12.11.25

New York 3rd. Department Update: Tell Us Why, Tell Us How, Show Us You Tried

Three New York 3rd Dept. workers’ compensation cases dropped today:

Fuller-Astarita. A bus driver’s assistant was hit by a bus owned by her employer. This is the rare case where an injured person does not want the workers’ compensation benefits, because if she was not employed at the time, she would be able to seek personal injury damages in civil court. In this case, the claimant argued that she was not employed; rather, she was unemployed and on unemployment insurance at the time of the accident. The claimant initially appealed, but that appeal was rejected because the appeal form was not filled out properly. The Appellate Division affirmed that decision. The claimant then filed an application to reopen the case in the interests of justice, which the Board rejected because no new evidence or issues were presented. But the Board did not address that portion of the application on the issue of interests of justice. The Appellate Division remitted this back to the Board to specifically comment on why the interests of justice do not demand the case be reopened. As a practice tip, it is a good idea to use “interests of justice” in your appeal, because there is no harm in raising it. It allows the opportunity for the Board to use that issue when there is a procedural hurdle, and the Board must state why the interests of justice standard does not apply. This case reached the Appellate two prior times, first in 2019. Check back in two years when we can expect another appellate decision.

Howard v. NYC Dept. of Education. The claimant was assaulted at work in May 2018 and received compensable benefits for his neck, back, face, nose, right shoulder, chest, right thigh, right knee, right inguinal hernia, left shoulder, left hip, post-concussion syndrome and injuries to the head, posttraumatic stress disorder, pain disorder, and depression.

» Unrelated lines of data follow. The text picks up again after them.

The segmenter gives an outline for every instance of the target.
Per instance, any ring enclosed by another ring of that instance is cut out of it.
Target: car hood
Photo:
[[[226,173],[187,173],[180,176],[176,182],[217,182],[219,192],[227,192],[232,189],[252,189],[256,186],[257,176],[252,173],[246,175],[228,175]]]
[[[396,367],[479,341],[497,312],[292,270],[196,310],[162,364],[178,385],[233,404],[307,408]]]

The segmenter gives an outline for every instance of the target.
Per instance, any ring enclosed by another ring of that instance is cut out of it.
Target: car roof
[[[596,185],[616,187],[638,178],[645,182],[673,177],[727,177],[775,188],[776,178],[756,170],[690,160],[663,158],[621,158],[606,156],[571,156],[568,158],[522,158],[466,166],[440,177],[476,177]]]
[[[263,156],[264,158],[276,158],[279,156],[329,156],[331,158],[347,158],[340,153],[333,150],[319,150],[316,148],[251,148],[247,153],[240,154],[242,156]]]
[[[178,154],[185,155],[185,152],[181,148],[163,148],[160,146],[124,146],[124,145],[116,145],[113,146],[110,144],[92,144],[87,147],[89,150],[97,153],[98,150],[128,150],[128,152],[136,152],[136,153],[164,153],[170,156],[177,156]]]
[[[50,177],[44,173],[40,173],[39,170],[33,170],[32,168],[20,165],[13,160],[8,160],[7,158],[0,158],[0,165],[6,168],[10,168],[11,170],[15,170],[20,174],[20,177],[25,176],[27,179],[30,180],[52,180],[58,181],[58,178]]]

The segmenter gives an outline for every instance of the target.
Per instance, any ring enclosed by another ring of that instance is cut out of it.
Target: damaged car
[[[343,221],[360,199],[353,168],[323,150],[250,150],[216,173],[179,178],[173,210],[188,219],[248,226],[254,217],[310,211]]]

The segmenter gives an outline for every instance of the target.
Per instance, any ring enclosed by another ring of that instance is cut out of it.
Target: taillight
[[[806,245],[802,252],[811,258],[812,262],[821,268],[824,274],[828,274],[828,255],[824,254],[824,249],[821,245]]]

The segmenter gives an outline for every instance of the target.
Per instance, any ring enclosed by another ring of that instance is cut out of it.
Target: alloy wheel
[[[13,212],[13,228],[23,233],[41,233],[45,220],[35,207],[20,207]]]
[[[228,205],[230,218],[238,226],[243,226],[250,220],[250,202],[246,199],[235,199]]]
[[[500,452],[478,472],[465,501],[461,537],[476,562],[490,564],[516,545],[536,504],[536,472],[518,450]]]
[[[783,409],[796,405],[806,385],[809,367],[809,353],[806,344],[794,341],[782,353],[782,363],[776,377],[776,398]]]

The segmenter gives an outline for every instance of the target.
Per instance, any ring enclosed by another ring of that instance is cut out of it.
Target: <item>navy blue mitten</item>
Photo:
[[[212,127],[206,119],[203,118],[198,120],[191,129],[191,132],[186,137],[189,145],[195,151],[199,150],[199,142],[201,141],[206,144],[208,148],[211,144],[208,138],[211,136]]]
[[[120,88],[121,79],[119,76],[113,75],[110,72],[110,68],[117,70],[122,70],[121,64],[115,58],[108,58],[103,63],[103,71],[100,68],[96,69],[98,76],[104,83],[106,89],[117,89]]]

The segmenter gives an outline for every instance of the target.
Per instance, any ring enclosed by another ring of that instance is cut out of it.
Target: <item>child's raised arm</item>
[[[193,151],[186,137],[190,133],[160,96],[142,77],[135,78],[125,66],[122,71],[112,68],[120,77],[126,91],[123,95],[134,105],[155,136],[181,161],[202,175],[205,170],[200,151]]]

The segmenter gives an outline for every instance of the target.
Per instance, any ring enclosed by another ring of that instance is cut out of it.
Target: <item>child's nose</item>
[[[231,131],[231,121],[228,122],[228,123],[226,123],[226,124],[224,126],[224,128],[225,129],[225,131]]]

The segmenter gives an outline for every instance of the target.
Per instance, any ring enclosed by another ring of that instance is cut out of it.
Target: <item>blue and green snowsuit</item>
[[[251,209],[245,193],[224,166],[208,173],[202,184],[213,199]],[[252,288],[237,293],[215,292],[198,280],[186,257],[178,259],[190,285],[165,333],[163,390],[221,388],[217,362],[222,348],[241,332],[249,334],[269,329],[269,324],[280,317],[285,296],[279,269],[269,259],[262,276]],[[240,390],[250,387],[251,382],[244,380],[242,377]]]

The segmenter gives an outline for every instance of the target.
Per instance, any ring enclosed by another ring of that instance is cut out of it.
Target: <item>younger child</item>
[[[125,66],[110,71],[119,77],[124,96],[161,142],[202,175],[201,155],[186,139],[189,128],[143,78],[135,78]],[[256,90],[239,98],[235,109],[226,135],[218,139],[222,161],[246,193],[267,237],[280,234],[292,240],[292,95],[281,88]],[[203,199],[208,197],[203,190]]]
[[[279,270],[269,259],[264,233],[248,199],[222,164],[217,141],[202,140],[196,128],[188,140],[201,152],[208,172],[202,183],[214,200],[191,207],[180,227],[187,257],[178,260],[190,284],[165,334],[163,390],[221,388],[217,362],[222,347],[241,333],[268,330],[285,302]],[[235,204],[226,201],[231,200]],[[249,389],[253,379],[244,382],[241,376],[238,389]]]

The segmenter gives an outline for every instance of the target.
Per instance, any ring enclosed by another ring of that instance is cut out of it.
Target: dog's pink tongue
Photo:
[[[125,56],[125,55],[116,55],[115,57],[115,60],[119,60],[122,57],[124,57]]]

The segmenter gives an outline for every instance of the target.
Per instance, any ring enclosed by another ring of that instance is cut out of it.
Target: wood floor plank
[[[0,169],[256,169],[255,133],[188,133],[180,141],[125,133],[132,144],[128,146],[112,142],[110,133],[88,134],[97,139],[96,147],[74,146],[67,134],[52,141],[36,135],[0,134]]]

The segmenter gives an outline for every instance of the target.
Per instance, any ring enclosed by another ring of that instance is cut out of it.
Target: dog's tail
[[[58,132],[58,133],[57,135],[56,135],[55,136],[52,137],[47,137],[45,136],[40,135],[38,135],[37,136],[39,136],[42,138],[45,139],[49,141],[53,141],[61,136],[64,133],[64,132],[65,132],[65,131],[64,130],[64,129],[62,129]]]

In March 2021, the claimant’s doctor found features consistent with bilateral carpal tunnel syndrome. The claimant requested to add the bilateral carpal tunnel. The Board denied the amendment and disallowed the wrists, weighing the experts competing testimony. The 3rd Dept held that, although the claimant reported bilateral wrist pain in 2021 to his treating physician, who conducted an EMG nerve conduction study in 2022 and found the claimant’s mild bilateral carpal tunnel syndrome to be causally related to the underlying accident in 2018, the physician did not, as found by the Board, explain how this condition was causally related based upon the EMG study conducted four years after the underlying accident.

Ryan v. City of Albany Water Dept. The claimant had a work-related back injury in 2018. He was found to be partially temporarily disabled and would have been entitled to continuing temporary benefits as long as the claimant was attached to the labor market. In December 2019, the claimant did not produce evidence of a job search within his limitations. In February 2020, the claimant did not produce evidence of a job search within his limitations. In May 2020, the claimant did not produce evidence of a job search within his limitations. In 2024, after the claimant was found 71% permanently disabled, the claimant again did not produce evidence of a job search within his limitations, and the Board denied permanency benefits because the claimant did not show attachment to the labor market at the time of classification. The 3rd Dept. affirmed this decision, holding that once a claimant is found to have voluntarily removed himself from the labor market, it is incumbent upon the claimant to demonstrate reattachment to the labor market at the time of classification. The failure to produce any evidence of a job search at the multiple hearings prior to permanency was fatal.